At the Conservative Party Conference in October 2016, the Prime Minister announced that a ‘Great Repeal Bill’ would be included in the next Queen’s Speech. Its working title notwithstanding, the ‘Great Repeal Bill’ will not actually repeal much EU law. Whilst it will repeal the European Communities Act 1972, thus stopping EU law applying to the UK, it will, at the same time, preserve the effect of what is now EU law by transforming the current body of EU law into UK law. The purpose of doing so is to provide legal certainty: the Government’s intention is that, wherever practical and appropriate, the same laws will apply in the UK the day after Brexit as the day before.
That much is known. Beyond that there is little detail publicly available as to how the Government intends to take forward this process. Our conclusions and recommendations are therefore necessarily conditional and framed in general terms. We welcome, however, the Government’s commitment to publishing a White Paper on the ‘Great Repeal Bill’. It should contain sufficient detail—including draft clauses—to allow for a proper debate on the Government’s approach. The UK’s exit from the EU must be taken forward in a way that takes due account not only of the practical imperatives that will flow from the exit process, but also of the fundamental importance of maintaining constitutional propriety.
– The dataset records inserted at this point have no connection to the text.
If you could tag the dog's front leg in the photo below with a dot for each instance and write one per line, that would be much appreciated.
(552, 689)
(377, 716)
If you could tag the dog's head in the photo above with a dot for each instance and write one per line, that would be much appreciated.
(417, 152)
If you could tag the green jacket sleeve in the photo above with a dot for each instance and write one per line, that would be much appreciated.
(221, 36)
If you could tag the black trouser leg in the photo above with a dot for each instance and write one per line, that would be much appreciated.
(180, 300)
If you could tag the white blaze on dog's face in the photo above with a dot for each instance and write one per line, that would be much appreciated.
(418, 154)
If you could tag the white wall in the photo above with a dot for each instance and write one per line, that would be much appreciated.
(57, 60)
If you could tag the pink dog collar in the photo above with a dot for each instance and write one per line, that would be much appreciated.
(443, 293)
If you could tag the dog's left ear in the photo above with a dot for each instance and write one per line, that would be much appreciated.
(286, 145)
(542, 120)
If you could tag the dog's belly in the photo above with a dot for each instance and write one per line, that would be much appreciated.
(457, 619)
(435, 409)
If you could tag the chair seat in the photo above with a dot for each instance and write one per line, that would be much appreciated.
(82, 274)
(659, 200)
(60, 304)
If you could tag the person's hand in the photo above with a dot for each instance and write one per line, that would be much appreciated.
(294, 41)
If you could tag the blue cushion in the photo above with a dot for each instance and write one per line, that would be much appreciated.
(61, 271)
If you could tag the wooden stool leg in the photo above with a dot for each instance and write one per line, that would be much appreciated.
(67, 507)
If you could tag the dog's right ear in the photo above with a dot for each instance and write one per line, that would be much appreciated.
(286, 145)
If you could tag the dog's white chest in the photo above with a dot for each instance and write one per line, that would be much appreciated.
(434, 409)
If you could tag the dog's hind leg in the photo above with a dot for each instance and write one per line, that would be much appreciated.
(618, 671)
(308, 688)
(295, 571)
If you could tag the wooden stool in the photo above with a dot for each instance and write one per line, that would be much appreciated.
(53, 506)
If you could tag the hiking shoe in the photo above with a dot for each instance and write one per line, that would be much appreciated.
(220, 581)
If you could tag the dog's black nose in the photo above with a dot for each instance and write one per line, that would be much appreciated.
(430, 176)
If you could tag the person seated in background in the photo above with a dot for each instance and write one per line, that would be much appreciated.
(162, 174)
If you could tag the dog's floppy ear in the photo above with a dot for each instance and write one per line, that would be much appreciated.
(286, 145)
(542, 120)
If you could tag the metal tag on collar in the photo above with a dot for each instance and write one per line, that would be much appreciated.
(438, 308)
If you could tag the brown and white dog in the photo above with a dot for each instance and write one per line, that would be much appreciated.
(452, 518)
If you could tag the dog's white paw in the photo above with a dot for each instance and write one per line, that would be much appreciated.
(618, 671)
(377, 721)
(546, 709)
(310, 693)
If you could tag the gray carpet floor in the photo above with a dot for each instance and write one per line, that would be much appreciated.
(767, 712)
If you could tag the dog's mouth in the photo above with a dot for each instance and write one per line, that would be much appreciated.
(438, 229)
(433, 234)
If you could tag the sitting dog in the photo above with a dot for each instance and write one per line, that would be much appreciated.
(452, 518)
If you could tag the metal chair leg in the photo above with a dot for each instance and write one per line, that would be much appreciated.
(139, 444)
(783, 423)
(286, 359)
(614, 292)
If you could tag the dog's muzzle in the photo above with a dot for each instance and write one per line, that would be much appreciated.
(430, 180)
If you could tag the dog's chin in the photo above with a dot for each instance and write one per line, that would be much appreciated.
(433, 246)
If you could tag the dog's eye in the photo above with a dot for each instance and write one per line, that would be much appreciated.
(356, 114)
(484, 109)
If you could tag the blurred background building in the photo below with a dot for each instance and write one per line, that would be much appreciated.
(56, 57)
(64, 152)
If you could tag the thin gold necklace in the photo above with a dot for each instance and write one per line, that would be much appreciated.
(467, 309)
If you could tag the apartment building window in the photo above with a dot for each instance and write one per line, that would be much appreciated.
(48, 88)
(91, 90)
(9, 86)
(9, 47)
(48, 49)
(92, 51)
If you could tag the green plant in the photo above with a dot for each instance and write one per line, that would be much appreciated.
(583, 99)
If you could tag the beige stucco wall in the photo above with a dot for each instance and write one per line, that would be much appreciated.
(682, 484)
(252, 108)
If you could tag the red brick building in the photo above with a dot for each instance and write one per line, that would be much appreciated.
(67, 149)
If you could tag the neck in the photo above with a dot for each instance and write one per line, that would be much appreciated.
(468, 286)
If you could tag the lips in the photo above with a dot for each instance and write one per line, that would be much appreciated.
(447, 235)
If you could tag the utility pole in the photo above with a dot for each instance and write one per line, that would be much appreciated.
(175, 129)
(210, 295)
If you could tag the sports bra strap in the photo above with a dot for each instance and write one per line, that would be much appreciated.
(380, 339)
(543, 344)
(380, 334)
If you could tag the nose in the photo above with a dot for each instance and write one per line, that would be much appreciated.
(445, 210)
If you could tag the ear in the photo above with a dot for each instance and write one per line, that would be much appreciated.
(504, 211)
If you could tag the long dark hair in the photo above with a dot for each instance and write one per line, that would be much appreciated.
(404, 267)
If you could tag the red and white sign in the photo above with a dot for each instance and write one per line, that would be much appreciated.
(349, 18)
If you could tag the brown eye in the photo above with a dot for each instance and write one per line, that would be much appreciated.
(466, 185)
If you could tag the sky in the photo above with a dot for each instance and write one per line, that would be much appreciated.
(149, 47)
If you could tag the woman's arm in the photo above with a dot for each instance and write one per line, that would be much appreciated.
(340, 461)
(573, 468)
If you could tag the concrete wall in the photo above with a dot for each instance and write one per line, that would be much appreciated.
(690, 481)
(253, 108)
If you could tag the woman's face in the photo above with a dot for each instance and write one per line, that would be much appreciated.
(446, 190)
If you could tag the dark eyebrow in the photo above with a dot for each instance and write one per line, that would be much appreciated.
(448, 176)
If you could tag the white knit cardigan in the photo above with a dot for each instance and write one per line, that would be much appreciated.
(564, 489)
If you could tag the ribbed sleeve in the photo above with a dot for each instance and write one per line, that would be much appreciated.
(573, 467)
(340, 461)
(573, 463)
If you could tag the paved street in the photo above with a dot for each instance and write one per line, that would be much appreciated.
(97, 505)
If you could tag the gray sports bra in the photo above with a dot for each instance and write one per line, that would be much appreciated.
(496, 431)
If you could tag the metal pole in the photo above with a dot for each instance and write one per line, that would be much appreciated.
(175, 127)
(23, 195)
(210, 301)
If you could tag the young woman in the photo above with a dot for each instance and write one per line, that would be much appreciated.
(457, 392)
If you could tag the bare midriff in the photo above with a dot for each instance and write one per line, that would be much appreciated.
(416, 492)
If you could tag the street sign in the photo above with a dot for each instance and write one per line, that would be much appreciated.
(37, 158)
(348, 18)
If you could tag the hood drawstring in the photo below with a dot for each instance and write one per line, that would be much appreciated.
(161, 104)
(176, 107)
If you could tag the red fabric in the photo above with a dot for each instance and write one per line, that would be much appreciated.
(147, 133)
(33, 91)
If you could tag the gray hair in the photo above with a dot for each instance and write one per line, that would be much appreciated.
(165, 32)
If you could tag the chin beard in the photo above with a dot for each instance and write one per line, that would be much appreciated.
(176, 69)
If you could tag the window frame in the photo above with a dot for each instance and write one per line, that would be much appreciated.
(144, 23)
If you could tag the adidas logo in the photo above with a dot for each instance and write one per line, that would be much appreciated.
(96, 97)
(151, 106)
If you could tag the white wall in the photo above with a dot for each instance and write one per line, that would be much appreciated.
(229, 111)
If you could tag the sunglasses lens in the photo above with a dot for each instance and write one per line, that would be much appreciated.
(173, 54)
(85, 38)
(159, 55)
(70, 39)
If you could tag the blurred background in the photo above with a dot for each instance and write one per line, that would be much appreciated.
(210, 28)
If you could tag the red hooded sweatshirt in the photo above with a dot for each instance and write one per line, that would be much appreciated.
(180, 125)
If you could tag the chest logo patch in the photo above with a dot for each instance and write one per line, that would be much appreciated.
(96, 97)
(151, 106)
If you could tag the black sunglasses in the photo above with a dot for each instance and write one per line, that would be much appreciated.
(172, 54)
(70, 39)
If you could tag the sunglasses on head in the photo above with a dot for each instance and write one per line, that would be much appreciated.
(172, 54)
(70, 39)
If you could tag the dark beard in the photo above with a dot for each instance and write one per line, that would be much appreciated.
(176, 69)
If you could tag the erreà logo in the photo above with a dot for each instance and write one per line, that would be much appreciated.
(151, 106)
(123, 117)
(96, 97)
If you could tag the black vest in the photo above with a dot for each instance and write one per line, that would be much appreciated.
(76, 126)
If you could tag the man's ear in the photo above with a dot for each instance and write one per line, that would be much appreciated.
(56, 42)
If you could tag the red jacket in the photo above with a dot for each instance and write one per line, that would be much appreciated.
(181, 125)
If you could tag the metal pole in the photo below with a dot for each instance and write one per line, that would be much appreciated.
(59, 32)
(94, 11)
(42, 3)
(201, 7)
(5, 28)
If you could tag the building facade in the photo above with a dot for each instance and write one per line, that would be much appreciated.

Both the Government and Parliament face a unique challenge in converting the current body of EU law into UK law—not least in determining the exact scope of that task. The body of EU law is found in a number of different places, and in a number of different forms. Some is embodied in existing UK primary legislation; some in secondary legislation. Other elements of EU law are directly effective in the UK (by virtue of the European Communities Act 1972), but are not actually written anywhere in the UK’s statute book. Yet further elements of the body of EU law are non-legislative in nature, consisting, for example, of judgments made by the Court of Justice of the European Union, regulatory rulings by EU agencies, or in the interpretation of our own courts. The Government will need to take the lead in setting out for Parliament exactly what will be required to preserve the effect of EU law following Brexit.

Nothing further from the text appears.